Starr noted that the executive order will have a harmful impact on tens of thousands of innocent people, including dozens of graduate and undergraduate students, staff and faculty at Cornell.
The teach-in is a public learning opportunity about Islam and the cultures and histories of the people and countries targeted by the ban. “[It] serves both as a form of public protest against the travel ban, and as a means of fulfilling our educational mission to our students, as well as to the wider Cornell and Ithaca communities,” Starr said.
The event will feature talks by experts on topics related to Islamophobia, the Middle East and its relationship with America; and readings of literary works by student and faculty writers whose home countries are affected by the travel ban.
Topics and speakers:
• “Islam and History of Immigration to U.S.,” Salah Hassan, the Goldwin Smith Professor of African and African Diaspora Art History and Visual Culture; director, Institute for Comparative Modernities.
• “The Diversity of Islam,” Eric Tagliacozzo, professor of history and director, Comparative Muslim Societies Program.
• “Syrian Refugees,” Elyse Semerdjian, visiting fellow in the Society for the Humanities.
• “Muslim Identity and the National Security State,” Aziz Rana, professor of law.
• “Ask a Middle East Specialist,” Ziad Fahmy, associate professor of Near Eastern studies.

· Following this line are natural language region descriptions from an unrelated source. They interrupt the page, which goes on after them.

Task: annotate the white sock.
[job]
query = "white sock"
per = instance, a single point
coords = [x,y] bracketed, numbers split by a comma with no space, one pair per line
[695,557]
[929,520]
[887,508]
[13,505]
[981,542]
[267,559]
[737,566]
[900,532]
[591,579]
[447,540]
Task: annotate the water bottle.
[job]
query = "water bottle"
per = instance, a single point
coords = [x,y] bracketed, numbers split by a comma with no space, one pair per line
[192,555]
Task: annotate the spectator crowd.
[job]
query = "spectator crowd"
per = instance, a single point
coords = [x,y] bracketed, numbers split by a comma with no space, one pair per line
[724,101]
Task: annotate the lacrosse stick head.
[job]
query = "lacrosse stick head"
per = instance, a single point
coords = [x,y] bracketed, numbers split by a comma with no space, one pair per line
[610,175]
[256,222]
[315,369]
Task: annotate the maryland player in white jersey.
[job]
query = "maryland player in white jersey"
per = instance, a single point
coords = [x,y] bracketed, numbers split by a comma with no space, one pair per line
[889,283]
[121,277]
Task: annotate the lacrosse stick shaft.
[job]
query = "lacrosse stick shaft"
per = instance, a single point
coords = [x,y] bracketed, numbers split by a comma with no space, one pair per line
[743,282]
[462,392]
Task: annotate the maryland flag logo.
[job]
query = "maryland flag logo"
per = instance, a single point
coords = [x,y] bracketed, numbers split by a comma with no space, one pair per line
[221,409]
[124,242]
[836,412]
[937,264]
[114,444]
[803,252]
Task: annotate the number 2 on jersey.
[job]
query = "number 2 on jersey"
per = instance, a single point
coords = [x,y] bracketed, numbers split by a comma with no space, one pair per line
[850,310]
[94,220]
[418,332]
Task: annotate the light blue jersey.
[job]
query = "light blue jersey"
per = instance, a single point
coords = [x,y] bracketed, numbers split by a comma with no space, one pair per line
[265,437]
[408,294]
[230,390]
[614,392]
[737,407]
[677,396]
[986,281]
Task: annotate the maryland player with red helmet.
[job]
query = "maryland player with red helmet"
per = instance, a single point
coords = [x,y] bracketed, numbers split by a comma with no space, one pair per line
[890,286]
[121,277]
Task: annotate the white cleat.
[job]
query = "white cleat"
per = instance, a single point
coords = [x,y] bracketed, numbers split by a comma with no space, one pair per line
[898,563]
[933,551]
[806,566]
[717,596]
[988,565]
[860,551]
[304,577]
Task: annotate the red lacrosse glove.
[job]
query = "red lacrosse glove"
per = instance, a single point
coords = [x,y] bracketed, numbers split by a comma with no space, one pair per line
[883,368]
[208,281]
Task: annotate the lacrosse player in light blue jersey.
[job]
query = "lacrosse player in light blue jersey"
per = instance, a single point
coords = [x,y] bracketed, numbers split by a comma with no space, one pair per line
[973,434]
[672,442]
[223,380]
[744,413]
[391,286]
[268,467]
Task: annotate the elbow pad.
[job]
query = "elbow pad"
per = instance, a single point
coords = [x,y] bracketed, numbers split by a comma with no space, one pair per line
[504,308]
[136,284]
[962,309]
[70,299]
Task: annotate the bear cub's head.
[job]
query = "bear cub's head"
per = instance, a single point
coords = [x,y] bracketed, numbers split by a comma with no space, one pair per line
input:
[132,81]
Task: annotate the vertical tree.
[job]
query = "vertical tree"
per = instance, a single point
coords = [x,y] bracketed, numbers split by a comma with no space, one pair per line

• “The Middle East and American Wars,” Kyle Anderson, doctoral candidate in modern Middle Eastern history.
• “Theater and Revolution: The View from Tahrir,” Rebekah Maggor, assistant professor of performing and media arts.
• “Banned Literary Voices,” Deborah Starr, associate professor of Near Eastern studies.
The teach-in is presented by the Department of Near Eastern Studies in partnership with the Clarke Institute for Law and Development in the Middle East and North Africa, the Comparative Muslim Societies Program, the Jewish Studies Program and the Ottoman and Turkish Studies Initiative.